Oracle Company released second functional update for the kernel Unbreakable Enterprise Kernel R5, positioned for use in the Oracle Linux distribution as an alternative to the regular package with the kernel from Red Hat Enterprise Linux. The kernel is available for x86_64 and ARM64 (aarch64) architectures. The source code for the kernel, including the breakdown into individual patches, published in the public Oracle Git repository.

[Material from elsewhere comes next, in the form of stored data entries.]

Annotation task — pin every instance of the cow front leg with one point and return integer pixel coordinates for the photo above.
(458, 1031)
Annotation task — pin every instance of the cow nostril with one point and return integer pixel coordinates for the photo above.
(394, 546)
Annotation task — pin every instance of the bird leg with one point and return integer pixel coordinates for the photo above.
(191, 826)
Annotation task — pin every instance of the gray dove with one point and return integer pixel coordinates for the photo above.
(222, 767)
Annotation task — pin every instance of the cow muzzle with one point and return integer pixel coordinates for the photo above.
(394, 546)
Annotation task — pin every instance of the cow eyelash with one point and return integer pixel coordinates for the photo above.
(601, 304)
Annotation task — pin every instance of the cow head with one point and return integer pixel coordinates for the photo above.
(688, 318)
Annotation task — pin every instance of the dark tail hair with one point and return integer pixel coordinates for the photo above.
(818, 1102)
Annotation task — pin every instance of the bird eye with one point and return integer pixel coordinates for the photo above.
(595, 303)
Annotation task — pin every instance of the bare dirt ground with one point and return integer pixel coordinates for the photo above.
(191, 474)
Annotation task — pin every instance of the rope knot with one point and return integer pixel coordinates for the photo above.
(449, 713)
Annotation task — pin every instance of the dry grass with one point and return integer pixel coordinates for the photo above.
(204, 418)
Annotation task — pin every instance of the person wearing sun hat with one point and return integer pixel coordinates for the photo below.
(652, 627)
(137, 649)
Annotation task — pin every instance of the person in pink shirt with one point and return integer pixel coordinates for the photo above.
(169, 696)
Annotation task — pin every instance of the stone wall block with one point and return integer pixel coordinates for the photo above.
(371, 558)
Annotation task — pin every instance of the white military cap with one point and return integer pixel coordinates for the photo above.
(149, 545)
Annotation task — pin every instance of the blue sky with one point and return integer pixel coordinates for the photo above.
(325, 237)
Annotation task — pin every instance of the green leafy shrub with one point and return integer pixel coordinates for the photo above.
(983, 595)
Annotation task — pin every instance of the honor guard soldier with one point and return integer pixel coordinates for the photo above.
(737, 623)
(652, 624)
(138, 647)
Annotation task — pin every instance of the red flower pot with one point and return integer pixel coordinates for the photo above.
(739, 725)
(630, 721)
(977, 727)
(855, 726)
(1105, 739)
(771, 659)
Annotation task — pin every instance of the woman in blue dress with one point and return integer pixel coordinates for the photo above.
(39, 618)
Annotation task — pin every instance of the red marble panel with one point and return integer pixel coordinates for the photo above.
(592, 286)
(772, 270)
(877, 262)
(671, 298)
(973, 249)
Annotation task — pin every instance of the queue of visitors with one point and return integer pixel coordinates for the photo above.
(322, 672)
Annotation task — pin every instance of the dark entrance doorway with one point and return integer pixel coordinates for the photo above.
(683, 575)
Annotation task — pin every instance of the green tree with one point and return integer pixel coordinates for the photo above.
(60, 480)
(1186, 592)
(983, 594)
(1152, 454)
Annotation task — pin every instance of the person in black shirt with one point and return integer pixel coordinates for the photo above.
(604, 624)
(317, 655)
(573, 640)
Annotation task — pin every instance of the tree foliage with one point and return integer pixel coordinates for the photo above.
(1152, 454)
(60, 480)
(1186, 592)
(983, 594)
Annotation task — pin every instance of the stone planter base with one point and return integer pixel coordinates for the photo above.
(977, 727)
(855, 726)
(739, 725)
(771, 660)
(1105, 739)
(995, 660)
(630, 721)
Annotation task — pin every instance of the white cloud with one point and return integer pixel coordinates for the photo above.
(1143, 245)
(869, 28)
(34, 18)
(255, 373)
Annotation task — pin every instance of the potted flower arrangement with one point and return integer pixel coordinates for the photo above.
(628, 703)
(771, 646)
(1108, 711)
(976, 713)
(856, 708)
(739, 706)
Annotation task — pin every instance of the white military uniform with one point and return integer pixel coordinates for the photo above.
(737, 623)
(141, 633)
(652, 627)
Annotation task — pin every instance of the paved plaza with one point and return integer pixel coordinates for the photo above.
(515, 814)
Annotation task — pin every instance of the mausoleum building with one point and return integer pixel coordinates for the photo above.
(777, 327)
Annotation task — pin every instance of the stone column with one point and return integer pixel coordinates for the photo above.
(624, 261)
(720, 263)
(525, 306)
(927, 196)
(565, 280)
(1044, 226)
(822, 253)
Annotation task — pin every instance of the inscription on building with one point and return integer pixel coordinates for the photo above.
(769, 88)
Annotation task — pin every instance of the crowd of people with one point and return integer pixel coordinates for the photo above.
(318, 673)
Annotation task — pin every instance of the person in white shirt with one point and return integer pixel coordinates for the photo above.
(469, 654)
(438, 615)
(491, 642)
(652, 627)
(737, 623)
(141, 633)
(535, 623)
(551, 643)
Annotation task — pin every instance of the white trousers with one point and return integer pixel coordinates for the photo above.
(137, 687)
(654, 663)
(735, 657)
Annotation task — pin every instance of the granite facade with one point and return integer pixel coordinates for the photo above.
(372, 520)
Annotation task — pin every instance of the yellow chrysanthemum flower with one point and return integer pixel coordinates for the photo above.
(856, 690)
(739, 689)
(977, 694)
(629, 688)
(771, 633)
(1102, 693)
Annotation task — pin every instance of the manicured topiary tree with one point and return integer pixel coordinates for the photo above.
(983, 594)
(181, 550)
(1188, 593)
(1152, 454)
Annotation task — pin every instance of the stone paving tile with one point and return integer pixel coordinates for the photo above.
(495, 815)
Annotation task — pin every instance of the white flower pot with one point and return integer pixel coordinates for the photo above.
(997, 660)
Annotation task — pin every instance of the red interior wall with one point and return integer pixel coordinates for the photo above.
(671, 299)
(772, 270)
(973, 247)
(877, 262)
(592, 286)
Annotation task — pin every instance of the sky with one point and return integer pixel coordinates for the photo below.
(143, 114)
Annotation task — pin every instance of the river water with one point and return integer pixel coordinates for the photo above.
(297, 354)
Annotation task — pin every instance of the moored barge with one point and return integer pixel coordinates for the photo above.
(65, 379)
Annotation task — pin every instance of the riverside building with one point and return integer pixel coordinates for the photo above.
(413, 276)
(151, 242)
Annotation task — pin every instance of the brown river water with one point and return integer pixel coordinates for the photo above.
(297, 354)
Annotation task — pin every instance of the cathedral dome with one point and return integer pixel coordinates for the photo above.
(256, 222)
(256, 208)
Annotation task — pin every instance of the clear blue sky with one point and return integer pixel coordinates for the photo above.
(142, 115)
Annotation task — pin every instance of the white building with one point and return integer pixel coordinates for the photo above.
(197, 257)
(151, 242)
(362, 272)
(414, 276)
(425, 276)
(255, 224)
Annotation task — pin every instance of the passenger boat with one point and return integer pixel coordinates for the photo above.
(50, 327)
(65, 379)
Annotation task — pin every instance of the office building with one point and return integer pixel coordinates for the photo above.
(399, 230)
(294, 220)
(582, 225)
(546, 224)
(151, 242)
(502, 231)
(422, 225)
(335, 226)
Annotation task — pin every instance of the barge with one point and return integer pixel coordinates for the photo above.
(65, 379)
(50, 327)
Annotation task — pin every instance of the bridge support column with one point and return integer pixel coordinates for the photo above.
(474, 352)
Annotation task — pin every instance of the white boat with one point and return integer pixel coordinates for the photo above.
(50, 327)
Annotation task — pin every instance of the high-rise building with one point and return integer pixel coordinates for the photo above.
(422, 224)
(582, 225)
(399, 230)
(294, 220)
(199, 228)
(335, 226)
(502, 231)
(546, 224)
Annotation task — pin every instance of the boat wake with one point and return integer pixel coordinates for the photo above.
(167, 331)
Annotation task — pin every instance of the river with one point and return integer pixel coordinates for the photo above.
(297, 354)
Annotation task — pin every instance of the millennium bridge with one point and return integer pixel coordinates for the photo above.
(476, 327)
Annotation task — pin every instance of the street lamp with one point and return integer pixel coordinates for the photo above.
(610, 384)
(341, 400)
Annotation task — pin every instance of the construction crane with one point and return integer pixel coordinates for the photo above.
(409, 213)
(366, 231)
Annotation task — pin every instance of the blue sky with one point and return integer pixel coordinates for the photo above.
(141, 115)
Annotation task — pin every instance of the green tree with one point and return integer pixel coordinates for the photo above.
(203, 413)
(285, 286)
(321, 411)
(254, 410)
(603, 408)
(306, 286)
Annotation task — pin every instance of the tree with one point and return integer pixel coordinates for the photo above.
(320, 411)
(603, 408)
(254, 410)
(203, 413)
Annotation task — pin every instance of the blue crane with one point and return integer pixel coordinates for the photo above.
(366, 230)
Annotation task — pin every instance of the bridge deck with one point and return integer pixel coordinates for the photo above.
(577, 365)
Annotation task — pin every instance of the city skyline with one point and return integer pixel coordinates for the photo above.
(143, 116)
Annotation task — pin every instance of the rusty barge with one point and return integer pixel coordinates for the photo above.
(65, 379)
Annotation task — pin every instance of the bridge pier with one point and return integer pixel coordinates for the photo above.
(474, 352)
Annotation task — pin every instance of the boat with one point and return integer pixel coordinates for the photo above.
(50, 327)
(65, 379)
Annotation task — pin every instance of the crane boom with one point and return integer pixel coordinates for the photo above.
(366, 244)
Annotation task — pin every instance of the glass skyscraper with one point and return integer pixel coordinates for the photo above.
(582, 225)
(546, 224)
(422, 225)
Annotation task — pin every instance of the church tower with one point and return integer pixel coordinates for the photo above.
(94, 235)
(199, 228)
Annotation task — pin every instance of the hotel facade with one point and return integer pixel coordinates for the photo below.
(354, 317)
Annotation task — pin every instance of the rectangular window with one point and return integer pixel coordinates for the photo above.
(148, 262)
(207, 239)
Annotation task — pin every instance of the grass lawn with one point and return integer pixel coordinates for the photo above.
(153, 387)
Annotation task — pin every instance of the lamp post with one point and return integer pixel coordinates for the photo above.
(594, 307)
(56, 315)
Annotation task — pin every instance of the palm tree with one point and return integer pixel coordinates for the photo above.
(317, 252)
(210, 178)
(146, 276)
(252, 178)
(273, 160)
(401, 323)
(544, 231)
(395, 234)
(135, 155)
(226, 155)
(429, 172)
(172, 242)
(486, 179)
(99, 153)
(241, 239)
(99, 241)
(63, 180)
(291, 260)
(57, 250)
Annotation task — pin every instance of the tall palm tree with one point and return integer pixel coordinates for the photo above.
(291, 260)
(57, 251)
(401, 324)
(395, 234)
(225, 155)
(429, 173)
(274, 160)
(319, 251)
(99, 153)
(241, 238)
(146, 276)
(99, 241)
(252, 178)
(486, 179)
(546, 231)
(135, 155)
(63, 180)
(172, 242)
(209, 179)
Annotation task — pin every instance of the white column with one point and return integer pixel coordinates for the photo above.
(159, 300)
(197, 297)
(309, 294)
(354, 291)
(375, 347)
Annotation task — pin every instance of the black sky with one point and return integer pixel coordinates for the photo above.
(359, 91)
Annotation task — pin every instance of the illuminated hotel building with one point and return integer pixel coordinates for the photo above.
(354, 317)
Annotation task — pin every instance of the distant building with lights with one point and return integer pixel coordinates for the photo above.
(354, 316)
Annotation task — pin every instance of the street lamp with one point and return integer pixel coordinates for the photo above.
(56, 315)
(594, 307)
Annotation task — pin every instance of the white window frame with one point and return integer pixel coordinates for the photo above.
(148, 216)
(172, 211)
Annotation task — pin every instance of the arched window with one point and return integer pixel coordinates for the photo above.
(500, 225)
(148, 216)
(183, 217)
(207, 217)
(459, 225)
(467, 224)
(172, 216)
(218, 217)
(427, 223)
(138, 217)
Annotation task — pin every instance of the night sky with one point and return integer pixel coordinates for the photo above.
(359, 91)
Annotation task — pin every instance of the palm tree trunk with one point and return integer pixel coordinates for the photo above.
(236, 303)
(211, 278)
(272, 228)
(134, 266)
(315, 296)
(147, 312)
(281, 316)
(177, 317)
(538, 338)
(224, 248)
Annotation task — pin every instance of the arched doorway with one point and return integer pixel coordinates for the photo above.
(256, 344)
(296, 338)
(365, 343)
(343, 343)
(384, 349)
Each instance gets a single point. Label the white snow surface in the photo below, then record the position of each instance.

Unbreakable Enterprise Kernel 5 is based on the kernel Linux 4.14 (UEK R4 was based on the 4.1 kernel), which is updated with new features, optimizations, and fixes, as well as being tested for compatibility with most applications running on RHEL, and specifically optimized to work with industrial software and Oracle hardware. Installation and src packages with UEK R5U1 kernel prepared by for Oracle Linux 7.5 and 7.6 (there are no restrictions on using this kernel in similar versions of RHEL, CentOS and Scientific Linux).

Key improvements:

  • Ported patches with the implementation of the PSI (Pressure Stall Information) subsystem, which allows you to analyze information about the waiting time for obtaining various resources (CPU, memory, I / O) for certain tasks or sets of processes in a cgroup. With PSI, user-space handlers can more accurately assess system load and slowdown patterns compared to Load Average;
  • For cgroup2, the cpuset resource controller is enabled, which provides a mechanism for limiting the allocation of tasks by NUMA memory and CPU nodes, allowing the use of only resources defined for a group of tasks through the cpuset pseudo-FS interface;
  • The ktask framework has been implemented to parallelize tasks in the kernel that consume significant CPU resources. For example, with the help of ktask, parallelization of operations for clearing memory page ranges or processing the list of inodes can be organized;
  • In DTrace added support for capturing packets via libpcap with the new action "pcap(skb,proto)" For example "dtrace -n 'ip:::send { pcap((void *)arg0, PCAP_IP); }'";
  • From new kernel releases carried over fixes in the implementation of FS btrfs, CIFS, ext4, OCFS2 and XFS;
  • From kernel 4.19 carried over changes related to support for KVM, Xen and Hyper-V hypervisors;
  • Updated device drivers and expanded support for NVMe drives (transferred changes from kernels 4.18 to 4.21);
  • Applied settings to optimize performance on ARM platforms.